This world is broken, but it will not always be so. There is still a shadow of death and suffering cast upon us, but it is fading. It is fading because God is at work in our world. He wants the wrong set right. He’s wanted that since day one.

Christmas is the culmination of a promise made to the patriarch Abraham at the dawn of human civilization. I will make of you a great nation and from your descendants shall come a blessing for the whole world. That blessing would be the one to put right what has gone wrong in this world. That blessing would be a child born in a manger, born in the shadow of the pain of war, born to set the world free.

God lives in the real world with us. Jesus was born into the real world with us. And because of that, the real world in which we live is changing. Tears will be wiped away. Sorrow and death will one day be no more. All that is wrong will be put right. THIS IS WHAT CHRISTMAS IS ABOUT. It’s about a broken world being put right.

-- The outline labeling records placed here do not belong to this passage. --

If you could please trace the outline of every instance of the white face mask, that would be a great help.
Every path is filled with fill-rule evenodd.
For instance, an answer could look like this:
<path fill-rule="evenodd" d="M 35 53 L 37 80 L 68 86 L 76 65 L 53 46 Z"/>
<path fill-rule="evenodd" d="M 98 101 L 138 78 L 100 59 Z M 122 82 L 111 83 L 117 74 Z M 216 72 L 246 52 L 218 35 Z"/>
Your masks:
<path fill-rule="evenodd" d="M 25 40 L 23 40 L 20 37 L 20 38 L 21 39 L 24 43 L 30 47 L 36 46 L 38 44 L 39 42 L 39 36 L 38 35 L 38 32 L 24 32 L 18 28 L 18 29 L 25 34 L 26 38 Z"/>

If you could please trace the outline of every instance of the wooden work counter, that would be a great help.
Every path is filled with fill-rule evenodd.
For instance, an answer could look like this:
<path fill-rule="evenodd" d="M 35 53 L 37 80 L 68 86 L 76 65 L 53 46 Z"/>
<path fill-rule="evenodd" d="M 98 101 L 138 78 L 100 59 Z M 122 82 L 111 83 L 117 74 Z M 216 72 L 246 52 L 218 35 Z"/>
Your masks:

To those whose Christmas memories are not always joyful, here is your hope. To those who feel pain on this night, here is a salve for your wounds. To those who keenly feel the absence of loved ones, know that this child in the manger has come to bring them to life again. To those of us who live in the real world and not a picturesque fantasy, a real Jesus has come to bind up our wounds and to put the world right. He has come in love offering hope and bringing light and life to a darkened world. That is Christmas. That is why we are here tonight.

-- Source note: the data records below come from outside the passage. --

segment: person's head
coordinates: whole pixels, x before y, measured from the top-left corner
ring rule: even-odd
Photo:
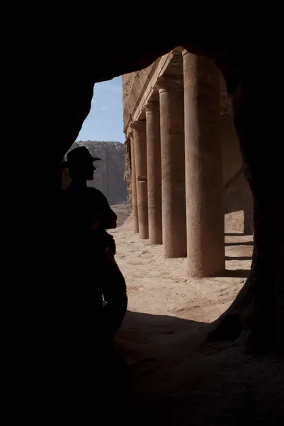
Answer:
[[[101,160],[97,157],[92,157],[86,146],[79,146],[69,151],[67,154],[67,160],[62,163],[62,166],[68,168],[69,175],[72,180],[93,180],[93,173],[96,170],[93,162]]]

Merry Christmas and God’s blessings be upon you all. Amen.

Tuesday, December 20, 2016

Sermon for Fourth Advent

Preached at Grace Lutheran, York and Canadochly on December 18, 2016
Scripture text: Matthew 1:18-25

Rules. Every human society and institution has them. Our government has rules that order life here in America. Speak freely. Worship as you please. But don’t murder. Don’t steal. Don’t run red lights. Etc. Clubs and other organizations have rules. Pay your dues. Show up for meetings. Participate in activities. So forth. Religions have rules. Honor God. Love neighbor. Be good. Families have rules. Listen to your parents. Be home by 10pm.

Everywhere you look there are rules. They guide human society and civilization. They keep things running smoothly...most of the time. Of course, since many rules are human created and human enforced, there are times when rules are unfair or unjust. When you were a kid and you finally got the tree house of your dreams and you put out that sign on the outside of it, “NO GIRLS ALOUD!” (For those of you reading this on the blog, that misspelling is deliberate.)

That’s not a fair rule. Sadly though, such unjust rules are not confined to children. We adults can do that sort of thing too.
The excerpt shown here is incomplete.